Curzon, like the rest of his circle, viewed his friends’ liaisons with sympathy, relished hearing the latest gossip about them, and pursued his own affairs wholeheartedly but discreetly. It was different, of course, for the lower classes. When Curzon found that one of the housemaids in his employ at Carlton House Terrace had allowed a footman to spend the night with her he sacked her without hesitation (“I put the wretched little slut out in the street at a moment’s notice”) and years later believed that Edith Thompson (of the famous Thompson–Bywaters murder case) should be hanged, not because he thought she was guilty of murder but because of her “flagrant and outrageous adultery.” This regard for the outward form while pursuing private inclination was an ethos which was later to color the thinking of his daughters.
Curzon was a loving and thoughtful, if distant, father to his three children, interested in every detail of their clothes, education and health. “My darling Twinkums,” reads a note brought up to the nursery in February 1908. “I am so sorry my pretty is whooping worse. This afternoon as I was lying with the window slightly open, I just caught a sound of it in the distance, like the cry of a far away owl. Love to all the kittens. Your loving Daddy.”
Whenever he was away, letters scribbled on small black-bordered sheets of paper arrived for all of them in turn. Frequently—as, later, with his second wife, Grace—they contained an admonition to write to him more often. “Darling Cim, What is Mrs. Simkin doing? I get long and beautiful and well written letters from Irene but where is little Cim? Silent as a mouse. Not even the sound of a nibble.” Only Mary, viewed as a perfect, saintlike figure in death, had written to him as copiously and frequently as even he could wish.
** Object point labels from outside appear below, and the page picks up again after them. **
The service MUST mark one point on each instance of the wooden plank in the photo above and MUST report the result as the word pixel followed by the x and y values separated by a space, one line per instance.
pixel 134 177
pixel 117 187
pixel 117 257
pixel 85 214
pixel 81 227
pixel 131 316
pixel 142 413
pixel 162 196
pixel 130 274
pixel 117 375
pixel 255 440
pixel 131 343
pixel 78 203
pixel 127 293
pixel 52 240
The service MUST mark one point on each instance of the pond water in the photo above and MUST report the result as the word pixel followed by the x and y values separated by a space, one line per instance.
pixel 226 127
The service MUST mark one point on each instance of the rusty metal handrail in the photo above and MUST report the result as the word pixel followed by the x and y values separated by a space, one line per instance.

Long letters came when he and the children’s aunt Blanche took a restorative sea voyage in the autumn of 1908 to Las Palmas in the Canary Islands, where his fame preceded him but the lack of occupation made his stay nearly intolerable.
Auntie Blanche and I have been here for over five days and are already rather tired of it. The roads are abominable and driving upon them almost a torture. The surroundings of the town are bare and brown and barren—all thrown up by some ancient volcano—and there is nothing to do.
The Spanish authorities have found me out and write splendid articles about me in the local newspapers. The Governor and the Mayor called upon me in tight trousers and top hats with gold canes in their hands and tonight they have organised a special performance at the theatre in my honour. When I go out young Spanish boys pursue me with postcards on which they request me to write my autograph.
It was not surprising that the girls grew up with the idea of their father as a majestic being of immense importance and all-seeing knowledge.
When Mary Curzon died, the main presence in the children’s lives was their devoted Nanny Sibley, who from then on gave up her life to her three charges, refusing to return to the fiancé she had left in India. As the girls grew older, they spent most of their time in the gray-carpeted schoolroom with a succession of governesses.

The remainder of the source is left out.